The minister writes… from our April 2025 newsletter

Dear friends,

Imagine, if you will, that you are one of the first witnesses to the Resurrection. Maybe you are one of the women, making your cheerless way to the tomb in the first splinters of dawn, carrying spices with which to anoint the dead body of Jesus, wondering what you will do about the large stone sealing the grave. You arrive to find it rolled back, to be greeted by angels, to be told the impossible, astonishing, wonderful news that he is not dead but lives! You’re scared; you’re bewildered but deep inside you a thrill is growing.

Or perhaps you are Mary Magdalene, gone to the garden to weep, the one thing you thought you could do for your Lord denied you, his body moved or stolen. Only to be greeted through a mist of tears by his beloved voice speaking your name. Told by him to go back with a message for the disciples you become the ‘apostle to the apostles.’
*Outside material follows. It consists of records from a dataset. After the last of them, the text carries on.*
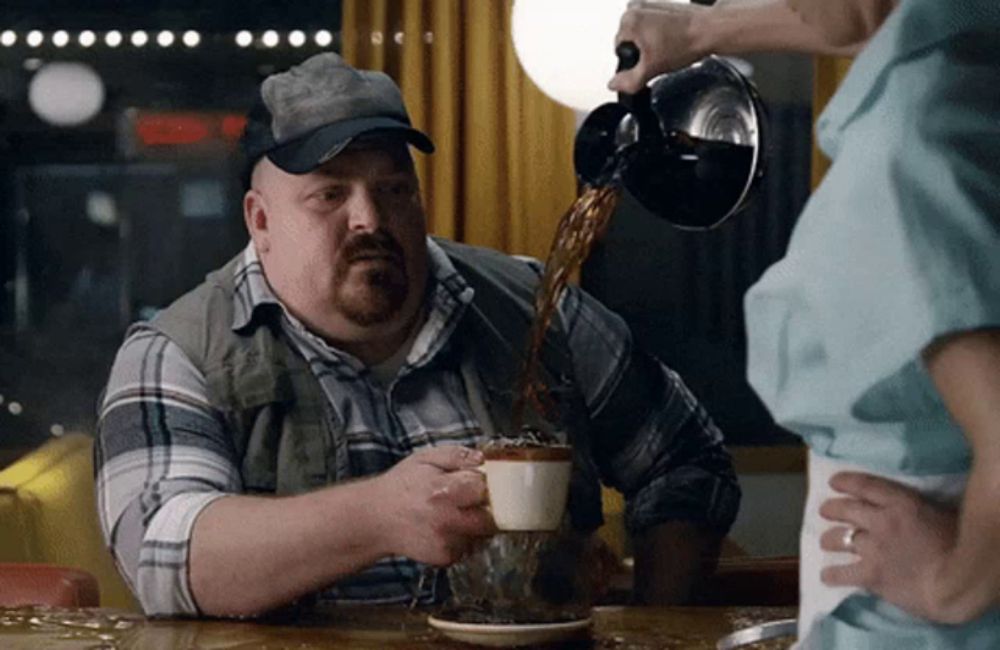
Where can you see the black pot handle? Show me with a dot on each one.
(638, 104)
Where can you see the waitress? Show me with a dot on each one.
(877, 337)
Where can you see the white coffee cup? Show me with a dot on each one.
(528, 485)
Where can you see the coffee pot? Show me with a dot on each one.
(689, 147)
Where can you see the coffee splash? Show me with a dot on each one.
(585, 222)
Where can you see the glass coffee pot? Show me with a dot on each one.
(689, 147)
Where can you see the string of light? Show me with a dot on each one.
(16, 409)
(184, 39)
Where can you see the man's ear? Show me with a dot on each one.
(255, 217)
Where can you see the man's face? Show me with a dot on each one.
(343, 246)
(843, 22)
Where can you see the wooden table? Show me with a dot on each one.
(369, 628)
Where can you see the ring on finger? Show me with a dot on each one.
(848, 539)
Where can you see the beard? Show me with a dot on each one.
(370, 292)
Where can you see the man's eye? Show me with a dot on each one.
(331, 195)
(401, 189)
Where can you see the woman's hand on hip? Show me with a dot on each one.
(902, 541)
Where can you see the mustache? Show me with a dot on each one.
(375, 244)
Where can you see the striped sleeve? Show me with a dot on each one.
(652, 439)
(161, 456)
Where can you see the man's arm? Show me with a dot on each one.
(252, 554)
(186, 540)
(653, 441)
(671, 36)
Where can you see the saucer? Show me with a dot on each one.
(509, 635)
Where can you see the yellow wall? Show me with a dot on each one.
(48, 514)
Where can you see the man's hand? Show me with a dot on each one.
(902, 541)
(434, 505)
(663, 36)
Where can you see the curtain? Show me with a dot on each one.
(502, 175)
(828, 72)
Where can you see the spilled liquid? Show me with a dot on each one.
(83, 628)
(360, 628)
(579, 228)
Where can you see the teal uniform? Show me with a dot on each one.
(898, 246)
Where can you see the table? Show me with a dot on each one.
(360, 628)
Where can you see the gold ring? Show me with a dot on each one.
(848, 538)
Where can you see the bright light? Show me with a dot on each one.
(323, 38)
(66, 93)
(572, 64)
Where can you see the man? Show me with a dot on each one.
(303, 422)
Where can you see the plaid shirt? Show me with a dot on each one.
(154, 478)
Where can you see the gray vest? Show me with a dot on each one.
(289, 440)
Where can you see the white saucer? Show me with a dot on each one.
(509, 635)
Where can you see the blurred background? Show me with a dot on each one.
(119, 187)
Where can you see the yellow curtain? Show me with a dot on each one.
(828, 72)
(502, 175)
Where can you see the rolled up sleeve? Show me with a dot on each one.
(161, 457)
(652, 439)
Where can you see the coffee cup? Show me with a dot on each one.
(527, 485)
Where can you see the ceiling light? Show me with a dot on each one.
(323, 38)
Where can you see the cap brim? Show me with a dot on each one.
(306, 153)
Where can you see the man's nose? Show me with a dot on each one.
(364, 215)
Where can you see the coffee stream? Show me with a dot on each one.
(580, 227)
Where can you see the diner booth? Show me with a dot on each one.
(120, 189)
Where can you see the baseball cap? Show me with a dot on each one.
(309, 113)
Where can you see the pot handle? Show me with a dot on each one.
(628, 54)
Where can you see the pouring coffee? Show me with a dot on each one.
(689, 147)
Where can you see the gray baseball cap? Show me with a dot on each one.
(308, 114)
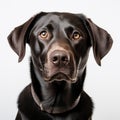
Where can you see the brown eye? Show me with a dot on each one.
(44, 35)
(76, 35)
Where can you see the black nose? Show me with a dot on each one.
(59, 57)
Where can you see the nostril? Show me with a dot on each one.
(55, 59)
(59, 58)
(64, 59)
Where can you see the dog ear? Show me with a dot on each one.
(17, 38)
(100, 40)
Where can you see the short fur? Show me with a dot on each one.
(60, 44)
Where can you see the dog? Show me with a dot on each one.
(60, 45)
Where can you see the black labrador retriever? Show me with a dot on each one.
(60, 44)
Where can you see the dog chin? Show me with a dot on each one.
(60, 77)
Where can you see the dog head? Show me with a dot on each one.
(60, 44)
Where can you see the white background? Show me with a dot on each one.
(102, 83)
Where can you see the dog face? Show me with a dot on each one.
(60, 44)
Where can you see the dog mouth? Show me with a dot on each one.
(60, 76)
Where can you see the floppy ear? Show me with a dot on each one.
(100, 39)
(17, 38)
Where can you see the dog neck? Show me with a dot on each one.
(55, 97)
(56, 110)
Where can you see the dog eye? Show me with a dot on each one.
(44, 35)
(76, 35)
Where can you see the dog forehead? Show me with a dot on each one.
(57, 18)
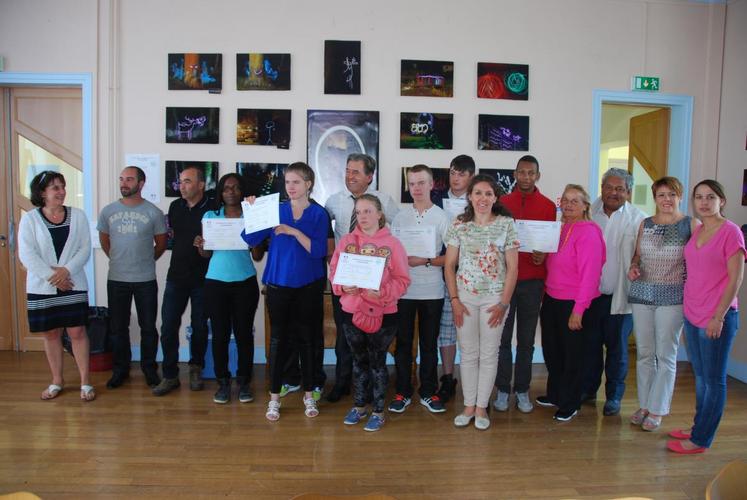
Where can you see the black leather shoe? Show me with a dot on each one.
(337, 393)
(117, 380)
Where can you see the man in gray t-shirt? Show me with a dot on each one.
(132, 232)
Maybe you are Peter or John, hearing the testimony of Mary and the other women, uncertain, disbelieving, yet knowing you must see for yourselves. You run to the tomb and there is the rolled-away stone, there are the discarded grave clothes. What can this mean? The truth stirs and awakens your grief-numbed hearts.

Or perhaps you are Thomas on that first Sunday evening, returning from your errand to a roomful of friends clamouring to tell you that they have seen Jesus. Oh, the bitterness of not having been there. Bitterness that becomes denial – it can’t be true, they’re wrong. Unless I see him for myself and touch his wounds, I won’t believe! Given just that opportunity a week later, you fall to your knees and from your lips comes the first proclamation of faith that will be echoed by millions of believers down the centuries: ‘My Lord and my God!’

We can’t be those witnesses for that was then, but we can still be witnesses. For we know the same truth that they learned that first Easter day – that the grave couldn’t hold him, that death was defeated by him, that the shackles of sin have been burst apart by Love. The first alleluias of Easter morning 2025 will sound from our lips as we come to worship and as we sing those uplifting hymns……. but don’t let them stay confined to the church. For the astonishing, soul-gladdening news of the Resurrection is not for us alone to rejoice in – it is for us to share. It is the Good News that distinguishes Christianity from every other faith, and it is news that can move hearts and transform lives. Let us make it count in our lives and in the lives of all we meet.

He is not dead, he is alive! Alleluia! Alleluia! Alleluia!